Monday, September 7, 2009

New Strategy

Ok. As you as you can see, I've kinda fallen off the wagon. But like the trooper I am, I'm back with a new game plan. Over the weekend I ate way to much and exercised way to little but I also happened to start reading a new book...UltraMetabolism by Dr. Mark Hyman. From what I've gathered so far it's all about reeducating your metabolism. The reason we need to reeducate is because most of us have poor eating and lifestyle habits which have thrown us way off track. His program essentially has 3 phases:

  1. Preparation - is all about eliminating Sugar, High Fructose Corn Syrup, Hydrogenated fats, Junk Food, Alcohol and Caffeine. This pre-phase is intended to last 1 week. Although Dr. Hyman does give suggestions for weening yourself off coffee he thinks "cold turkey" is the best way to get off sugar (it's gonna be tough for me).
  2. Phase I - Detoxify - this phase is intended to "unlock and restart" your metabolism.
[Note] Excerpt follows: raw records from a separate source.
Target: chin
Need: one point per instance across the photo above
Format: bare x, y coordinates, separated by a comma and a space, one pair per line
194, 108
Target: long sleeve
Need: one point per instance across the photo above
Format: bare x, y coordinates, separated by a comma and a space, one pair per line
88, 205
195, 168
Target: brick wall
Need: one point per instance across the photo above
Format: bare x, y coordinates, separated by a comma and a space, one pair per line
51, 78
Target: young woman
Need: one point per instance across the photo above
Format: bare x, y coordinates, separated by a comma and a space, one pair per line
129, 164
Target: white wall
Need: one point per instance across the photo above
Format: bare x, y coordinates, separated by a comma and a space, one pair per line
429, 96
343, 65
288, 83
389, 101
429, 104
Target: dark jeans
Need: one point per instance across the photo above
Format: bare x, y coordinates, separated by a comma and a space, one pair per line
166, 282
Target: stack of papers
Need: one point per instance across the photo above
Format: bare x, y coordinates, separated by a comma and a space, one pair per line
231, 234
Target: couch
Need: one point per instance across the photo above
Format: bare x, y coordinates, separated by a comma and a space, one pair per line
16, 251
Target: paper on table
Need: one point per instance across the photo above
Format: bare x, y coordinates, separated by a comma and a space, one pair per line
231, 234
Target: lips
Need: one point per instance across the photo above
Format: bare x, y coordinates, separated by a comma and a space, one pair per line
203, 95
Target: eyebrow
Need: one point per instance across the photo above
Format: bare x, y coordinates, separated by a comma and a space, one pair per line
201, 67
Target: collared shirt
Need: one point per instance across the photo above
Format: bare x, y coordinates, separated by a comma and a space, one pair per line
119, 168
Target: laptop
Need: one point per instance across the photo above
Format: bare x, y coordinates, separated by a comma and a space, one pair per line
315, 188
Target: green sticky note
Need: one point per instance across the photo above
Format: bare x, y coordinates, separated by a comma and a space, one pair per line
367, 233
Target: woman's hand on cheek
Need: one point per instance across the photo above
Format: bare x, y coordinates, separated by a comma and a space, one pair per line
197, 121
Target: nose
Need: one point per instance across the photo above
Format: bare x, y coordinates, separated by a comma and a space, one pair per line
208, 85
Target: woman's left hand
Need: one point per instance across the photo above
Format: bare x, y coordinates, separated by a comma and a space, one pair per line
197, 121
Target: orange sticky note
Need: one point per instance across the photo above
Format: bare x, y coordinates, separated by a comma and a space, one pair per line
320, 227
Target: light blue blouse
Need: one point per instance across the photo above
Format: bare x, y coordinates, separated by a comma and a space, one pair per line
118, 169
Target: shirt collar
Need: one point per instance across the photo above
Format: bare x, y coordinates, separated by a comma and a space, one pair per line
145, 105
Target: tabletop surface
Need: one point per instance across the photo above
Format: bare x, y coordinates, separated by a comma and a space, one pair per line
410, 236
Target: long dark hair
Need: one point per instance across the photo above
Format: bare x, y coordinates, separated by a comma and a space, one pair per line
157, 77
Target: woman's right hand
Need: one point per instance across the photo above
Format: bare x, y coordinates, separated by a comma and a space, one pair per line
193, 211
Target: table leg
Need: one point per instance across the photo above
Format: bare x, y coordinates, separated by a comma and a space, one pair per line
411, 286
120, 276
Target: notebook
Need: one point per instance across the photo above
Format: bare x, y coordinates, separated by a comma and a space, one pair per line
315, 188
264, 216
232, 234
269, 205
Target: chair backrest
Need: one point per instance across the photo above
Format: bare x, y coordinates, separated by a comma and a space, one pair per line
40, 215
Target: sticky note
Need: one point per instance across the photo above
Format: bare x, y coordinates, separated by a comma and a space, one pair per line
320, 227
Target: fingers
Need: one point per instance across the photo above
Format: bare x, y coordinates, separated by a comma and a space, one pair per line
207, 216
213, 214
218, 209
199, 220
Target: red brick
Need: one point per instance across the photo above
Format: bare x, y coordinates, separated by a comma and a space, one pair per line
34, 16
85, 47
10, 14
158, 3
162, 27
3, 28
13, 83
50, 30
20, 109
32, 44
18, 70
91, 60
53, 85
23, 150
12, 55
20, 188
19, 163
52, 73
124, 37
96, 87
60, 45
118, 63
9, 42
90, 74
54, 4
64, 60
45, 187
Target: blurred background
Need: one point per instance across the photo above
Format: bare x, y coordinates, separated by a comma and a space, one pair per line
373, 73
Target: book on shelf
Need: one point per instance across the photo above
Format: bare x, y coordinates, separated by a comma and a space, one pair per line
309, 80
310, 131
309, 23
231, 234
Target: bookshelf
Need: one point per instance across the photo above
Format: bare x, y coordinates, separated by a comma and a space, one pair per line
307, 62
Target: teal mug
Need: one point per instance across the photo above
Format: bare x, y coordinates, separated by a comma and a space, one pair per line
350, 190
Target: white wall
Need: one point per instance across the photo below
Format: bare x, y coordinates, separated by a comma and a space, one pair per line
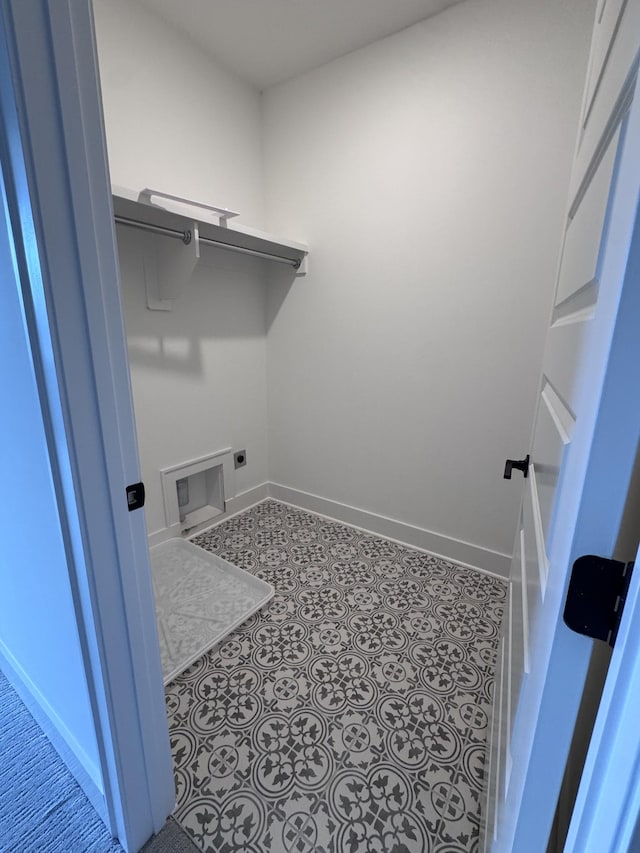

In this phase you are still avoiding the items from the preparation phase but you start to really incorporate whole, natural foods into your diet. This phase is 3 weeks.
  3. Phase II - Rebalance and Maintain - This is what he describes as the "lifestyle phase". According to the book, at this point you have transitioned over to healthy foods, healthy living...leaving your bad habits and cravings behind.     
So this week I'll be eliminating all the food as indicated in the preparation phase. I'm nervous but I know I can make it through. Dr. Hyman gives the following suggestions for making the transition easier.
  • Include protein at breakfast
  • Eat something every 3-4 hours
  • Eat small snacks. He suggests fruit and some nuts
  • Avoid eating 2-3 hours before bed
  • Avoid quick absorbing carbs like white bread and refined, processed carbs
  • Pack healthy snacks to help you avoid temptation
  • Plan your meals ahead of time
  • 1-2 oz of 70% dark chocolate is allowed daily
  • 30 minutes of exercise, 5 days a week
My Plan for Day 1 
8:00 am - Plain, Non-fat kefir and frozen blueberries
11:00 am - Chicken Salad
3:00 pm - Cantaloup and a handful of almonds
6:00 pm - lean protein and veggies
Exercise at least 30 minutes with my boot camp class
I'll check in tomorrow to let you know how things go.

Tuesday, September 1, 2009

Day 9

Breakfast

  • Ezekiel Bread
  • 1/2 banana
  • 1 tablespoon Almond Butter
Lunch

  • McAlister (new restaurant in town, located new Cattle Barons on Telshor) 1/2 Smoked Turkey sandwich and side greek salad
  • Click here for McAlister nutrition info. The site actually gives some healthy recommendations
The rest of the afternoon was just a whole lot of snacking

  • Skinny Cow Ice Cream Cone (150 calories)
  • 3 Dark Chocolate Squares (50 calories per square)
  • 1/2 banana (60 calories) 
Dinner was more snacking

  • 2 slices sandwich turkey and a slice of cheese
  • 1 tofutti cutie (140 calories)
  • fat-free hot chocolate (50 calories)
I went to bed craving a smore (which I could have made) but I think I had cravings all day because I was only feeding my body empty calories so I was constantly hungry. I wasn't giving my body any sort of nutritional value, like the day before. Tomorrow, I'll try to get the most "bounce-to-the-ounce" from my calories.